Apple complained that leaving the Galaxy S4 out of the current case will require it to file a new lawsuit against Samsung because the products covered by the case will be out of date by the time it goes to trial. Grewal didn't fall for it. Apple did not specifically say that it will file a new lawsuit, but it's a distinct possibility, given that Apple's executives have said that the lawsuits will go on.
There are already two cases in motion, both taking place in California. The first case reached an inflection point last August when a jury awarded Apple $1.05 billion in damages after finding that Samsung infringed on Apple's patents in a wide number of smartphones. That award was cut down to $640 million by U.S. district judge Lucy Koh, however, after it was determined that the jury improperly calculated the damages. That case will be revisited in November when a new jury will be tasked with reassessing the damages owed to Apple. Koh complained often about the amount of time and money being consumed by the case, and enforced strict limits on what both Apple and Samsung could present to the jury.
[ Take a look at Apple's upcoming mobile OS refresh. See Apple iOS 7's Dramatic Design: Visual Tour. ]
The second case is the one being overseen by Grewal, and concerns a different set of patents, but some of the same phones covered in the first case.
Apple and Samsung have seen mixed results against one another in courtrooms around the world, including Australia, Germany, the Netherlands and the U.K. Many of the cases being heard outside the U.S. pertained to Samsung's smartphones and Galaxy Tab tablets, which Apple accused of aping the iPad's design. Both companies sought a mix of injunctions and damages.
In an entirely separate case being overheard by the U.S. International Trade Commission, Apple is hoping to avoid an import ban on some of its older iPhones and iPads. The ITC found Apple guilty of infringing on a Samsung patent, but Apple says the patent is standard-essential, which means it must be licensed at fair and reasonable terms.

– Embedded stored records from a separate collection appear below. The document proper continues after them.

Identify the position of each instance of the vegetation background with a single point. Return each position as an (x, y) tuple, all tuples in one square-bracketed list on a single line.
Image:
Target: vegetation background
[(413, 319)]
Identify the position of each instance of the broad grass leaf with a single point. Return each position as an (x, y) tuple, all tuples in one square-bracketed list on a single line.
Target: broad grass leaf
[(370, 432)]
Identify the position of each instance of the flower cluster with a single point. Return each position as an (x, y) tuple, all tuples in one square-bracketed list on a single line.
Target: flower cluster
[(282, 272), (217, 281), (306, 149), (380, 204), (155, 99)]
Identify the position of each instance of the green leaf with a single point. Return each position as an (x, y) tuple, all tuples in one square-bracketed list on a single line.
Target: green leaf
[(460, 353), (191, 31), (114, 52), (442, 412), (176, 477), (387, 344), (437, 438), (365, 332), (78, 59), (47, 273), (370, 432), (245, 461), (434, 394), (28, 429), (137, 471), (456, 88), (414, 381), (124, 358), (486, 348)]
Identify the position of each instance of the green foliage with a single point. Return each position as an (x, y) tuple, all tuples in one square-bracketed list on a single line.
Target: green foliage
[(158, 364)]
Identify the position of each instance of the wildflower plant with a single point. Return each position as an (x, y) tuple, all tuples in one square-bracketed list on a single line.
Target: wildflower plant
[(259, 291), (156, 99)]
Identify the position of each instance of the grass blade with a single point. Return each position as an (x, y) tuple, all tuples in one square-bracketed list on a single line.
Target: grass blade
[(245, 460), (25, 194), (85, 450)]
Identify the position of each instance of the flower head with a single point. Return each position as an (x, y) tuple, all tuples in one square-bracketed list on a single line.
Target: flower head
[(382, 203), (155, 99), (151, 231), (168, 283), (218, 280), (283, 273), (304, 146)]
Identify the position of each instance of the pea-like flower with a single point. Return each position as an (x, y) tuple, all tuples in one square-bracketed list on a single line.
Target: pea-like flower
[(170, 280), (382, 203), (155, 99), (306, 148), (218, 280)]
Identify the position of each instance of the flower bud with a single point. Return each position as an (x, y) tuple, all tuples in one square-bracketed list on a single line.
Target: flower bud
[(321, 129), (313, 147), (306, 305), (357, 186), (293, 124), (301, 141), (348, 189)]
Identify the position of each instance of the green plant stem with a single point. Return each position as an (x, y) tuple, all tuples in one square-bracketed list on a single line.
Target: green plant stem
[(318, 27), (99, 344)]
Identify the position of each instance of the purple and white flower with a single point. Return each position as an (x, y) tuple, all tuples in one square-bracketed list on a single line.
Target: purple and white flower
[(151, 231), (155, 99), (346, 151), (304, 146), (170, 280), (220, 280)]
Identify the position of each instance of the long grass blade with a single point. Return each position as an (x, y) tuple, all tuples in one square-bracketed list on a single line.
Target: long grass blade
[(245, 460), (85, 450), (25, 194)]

"The ITC has taken action that threatens an international, political, regulatory and judicial consensus aimed at critical economic issues cutting across the worldwide economy," Apple argued. "And, it has done so for a party, Samsung, that seeks nothing more than hold-up leverage to make exorbitant licensing demands."
Apple said that it will experience harm if its products are blocked. The ITC is expected to make a final decision on the matter soon.